In all den Jahren hat Hans Magnus Enzensberger rund drei Dutzend Bücher aus dem Fundus einer lateinamerikanischen, US-amerikanischen und europäischen Moderne übersetzt. Wohl noch mehr Bücher hat er als Herausgeber betreut, mit Vor- und Nachworten versehen. Eine seiner immer wieder aufgegriffenen Lieblingsfiguren war der französische Aufklärer Denis Diderot (1713–1784). Ihn verstand Enzensberger als einen der ersten Intellektuellen, der sich auf dem neu entstandenen Markt einer aufgeklärten bürgerlichen Öffentlichkeit behaupten musste, unermüdlich tätig, sich einer Vielfalt von Genres bedienend, so wie es Enzensberger selber tat.

Nach 1991 wurde er erneut zum gefragten Essayisten, mit zunehmend kulturkritischen, konservativen Positionen, etwa zu Migration und Asylpolitik. Doch seine Meinungsmacht nahm ab, von lauteren oder prononcierteren Stimmen übertroffen. Vermehrt wandte er sich wieder der Lyrik zu. Schon 1961 hatte er im Band «Allerleirauh» Reime, Gedichte und Lieder für Kinder versammelt, die über das Herkömmliche und Beschauliche hinausgingen und an Fantasie ebenso wie eigenes Denkvermögen der Kinder appellierten. 1997 wurde ein Kinderbuch zu einem seiner grössten Erfolge: «Der Zahlenteufel.
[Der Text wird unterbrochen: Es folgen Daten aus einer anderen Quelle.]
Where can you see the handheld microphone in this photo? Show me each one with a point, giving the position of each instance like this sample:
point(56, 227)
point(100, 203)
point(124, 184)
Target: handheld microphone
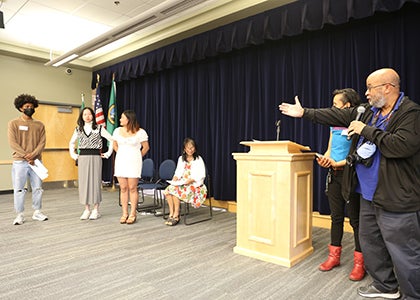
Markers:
point(360, 111)
point(278, 129)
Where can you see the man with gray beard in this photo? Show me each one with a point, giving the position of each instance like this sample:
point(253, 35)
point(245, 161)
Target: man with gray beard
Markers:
point(384, 168)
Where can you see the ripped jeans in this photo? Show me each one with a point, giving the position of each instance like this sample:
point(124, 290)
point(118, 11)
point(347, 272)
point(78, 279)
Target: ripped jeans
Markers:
point(21, 171)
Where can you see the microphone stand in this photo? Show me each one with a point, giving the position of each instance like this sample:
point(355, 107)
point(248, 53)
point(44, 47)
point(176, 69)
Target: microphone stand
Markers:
point(278, 129)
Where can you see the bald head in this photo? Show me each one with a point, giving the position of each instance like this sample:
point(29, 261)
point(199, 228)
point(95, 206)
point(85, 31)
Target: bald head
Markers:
point(386, 75)
point(383, 88)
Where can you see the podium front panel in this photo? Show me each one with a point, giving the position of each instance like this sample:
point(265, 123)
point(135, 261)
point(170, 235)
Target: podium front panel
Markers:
point(274, 207)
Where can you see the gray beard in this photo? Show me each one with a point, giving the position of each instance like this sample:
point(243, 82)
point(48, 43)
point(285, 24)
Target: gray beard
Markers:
point(378, 103)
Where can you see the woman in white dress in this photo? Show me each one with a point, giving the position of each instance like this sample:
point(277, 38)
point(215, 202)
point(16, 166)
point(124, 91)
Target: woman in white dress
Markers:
point(130, 144)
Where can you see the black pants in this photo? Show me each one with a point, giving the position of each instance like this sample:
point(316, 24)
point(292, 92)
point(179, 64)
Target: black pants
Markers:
point(338, 207)
point(391, 243)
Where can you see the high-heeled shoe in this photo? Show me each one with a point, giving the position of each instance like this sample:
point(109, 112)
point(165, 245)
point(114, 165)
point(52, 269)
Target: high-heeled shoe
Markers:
point(131, 219)
point(174, 221)
point(168, 220)
point(123, 219)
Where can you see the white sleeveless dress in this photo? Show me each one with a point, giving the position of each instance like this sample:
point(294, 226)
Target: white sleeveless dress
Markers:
point(128, 161)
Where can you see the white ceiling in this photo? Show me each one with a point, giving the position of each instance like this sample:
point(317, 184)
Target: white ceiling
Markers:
point(45, 29)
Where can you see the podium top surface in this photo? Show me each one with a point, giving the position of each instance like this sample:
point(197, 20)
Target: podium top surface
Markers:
point(277, 147)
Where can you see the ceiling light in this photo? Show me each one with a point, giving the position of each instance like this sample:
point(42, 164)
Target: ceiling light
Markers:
point(146, 19)
point(64, 60)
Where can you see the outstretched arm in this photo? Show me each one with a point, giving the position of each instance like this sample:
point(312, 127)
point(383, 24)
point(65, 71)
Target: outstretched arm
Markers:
point(292, 110)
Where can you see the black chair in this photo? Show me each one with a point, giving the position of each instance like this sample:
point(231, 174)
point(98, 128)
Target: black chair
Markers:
point(186, 207)
point(166, 172)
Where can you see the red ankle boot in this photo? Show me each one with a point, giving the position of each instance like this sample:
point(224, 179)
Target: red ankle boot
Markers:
point(333, 259)
point(358, 271)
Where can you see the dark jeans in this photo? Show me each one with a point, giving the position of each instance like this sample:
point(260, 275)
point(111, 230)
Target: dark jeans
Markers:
point(338, 206)
point(391, 242)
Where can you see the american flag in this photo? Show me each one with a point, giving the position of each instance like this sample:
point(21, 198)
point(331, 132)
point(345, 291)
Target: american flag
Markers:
point(99, 113)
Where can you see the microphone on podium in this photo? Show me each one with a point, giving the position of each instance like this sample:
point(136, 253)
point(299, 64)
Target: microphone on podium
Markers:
point(278, 129)
point(360, 111)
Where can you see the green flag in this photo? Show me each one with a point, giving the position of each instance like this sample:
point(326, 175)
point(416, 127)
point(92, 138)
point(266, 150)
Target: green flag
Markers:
point(111, 120)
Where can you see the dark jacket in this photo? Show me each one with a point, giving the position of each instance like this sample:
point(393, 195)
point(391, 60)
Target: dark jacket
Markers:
point(398, 187)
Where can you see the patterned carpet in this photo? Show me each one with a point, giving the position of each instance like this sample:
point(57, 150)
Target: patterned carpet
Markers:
point(66, 258)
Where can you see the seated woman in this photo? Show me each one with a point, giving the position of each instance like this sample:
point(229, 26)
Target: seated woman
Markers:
point(188, 182)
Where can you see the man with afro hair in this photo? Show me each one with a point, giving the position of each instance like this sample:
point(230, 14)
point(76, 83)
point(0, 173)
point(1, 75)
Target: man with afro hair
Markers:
point(27, 141)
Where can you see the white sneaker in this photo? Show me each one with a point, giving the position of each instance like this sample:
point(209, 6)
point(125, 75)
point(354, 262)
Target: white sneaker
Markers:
point(19, 219)
point(39, 216)
point(85, 215)
point(94, 215)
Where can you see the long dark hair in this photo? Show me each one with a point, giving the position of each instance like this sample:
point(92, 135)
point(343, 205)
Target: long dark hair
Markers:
point(132, 125)
point(192, 142)
point(23, 99)
point(349, 96)
point(80, 121)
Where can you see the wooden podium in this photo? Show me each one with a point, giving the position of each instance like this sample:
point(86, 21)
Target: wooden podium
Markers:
point(274, 202)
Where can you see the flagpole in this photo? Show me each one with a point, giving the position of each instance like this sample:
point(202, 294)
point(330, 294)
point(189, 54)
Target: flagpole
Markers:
point(113, 188)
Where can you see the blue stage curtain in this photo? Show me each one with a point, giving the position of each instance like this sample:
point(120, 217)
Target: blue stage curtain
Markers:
point(224, 86)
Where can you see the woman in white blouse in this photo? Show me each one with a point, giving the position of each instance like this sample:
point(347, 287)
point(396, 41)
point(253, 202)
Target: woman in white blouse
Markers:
point(89, 156)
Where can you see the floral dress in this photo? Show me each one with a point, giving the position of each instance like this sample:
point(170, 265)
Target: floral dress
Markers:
point(189, 193)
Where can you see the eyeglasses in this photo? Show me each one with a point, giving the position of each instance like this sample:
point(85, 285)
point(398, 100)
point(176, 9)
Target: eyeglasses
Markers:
point(379, 85)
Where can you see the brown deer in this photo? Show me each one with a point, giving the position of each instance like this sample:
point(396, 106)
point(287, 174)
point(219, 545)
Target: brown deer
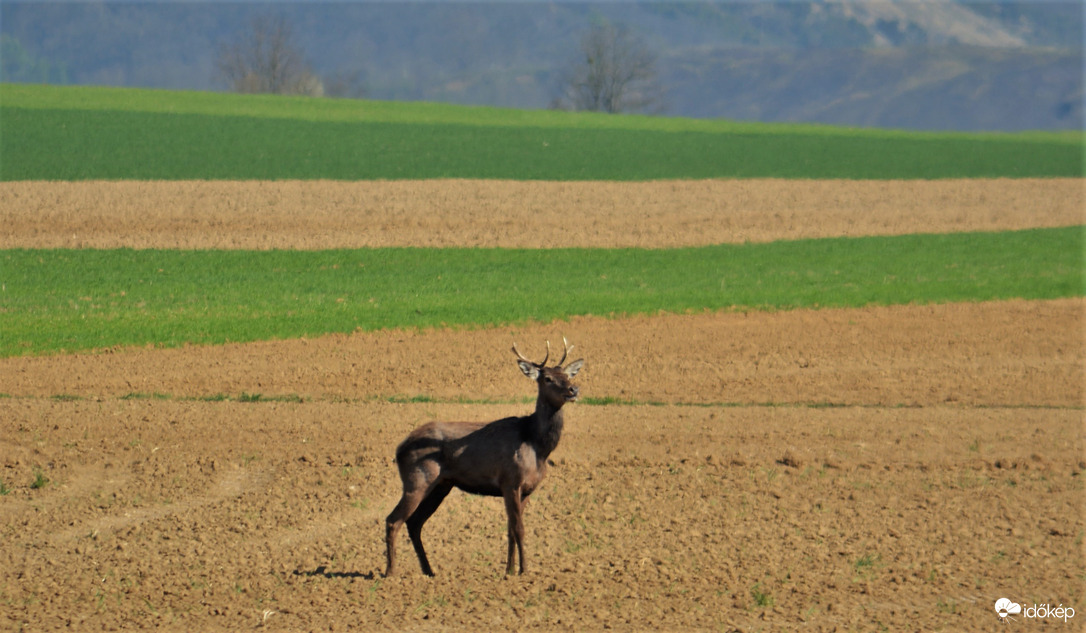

Ein Kopfkissenbuch für alle, die Angst vor der Mathematik haben». Es lässt sich als eine Anleitung zu aufgeklärtem naturwissenschaftlichem Denken sehen, wobei sich der Autor für einmal nicht mehr mit Politischem abmühen muss.

Am 24. November ist Hans Magnus Enzensberger, 93-jährig, gestorben, als Repräsentant einer Epoche, die längst vergangen, aber noch nicht eingelöst ist.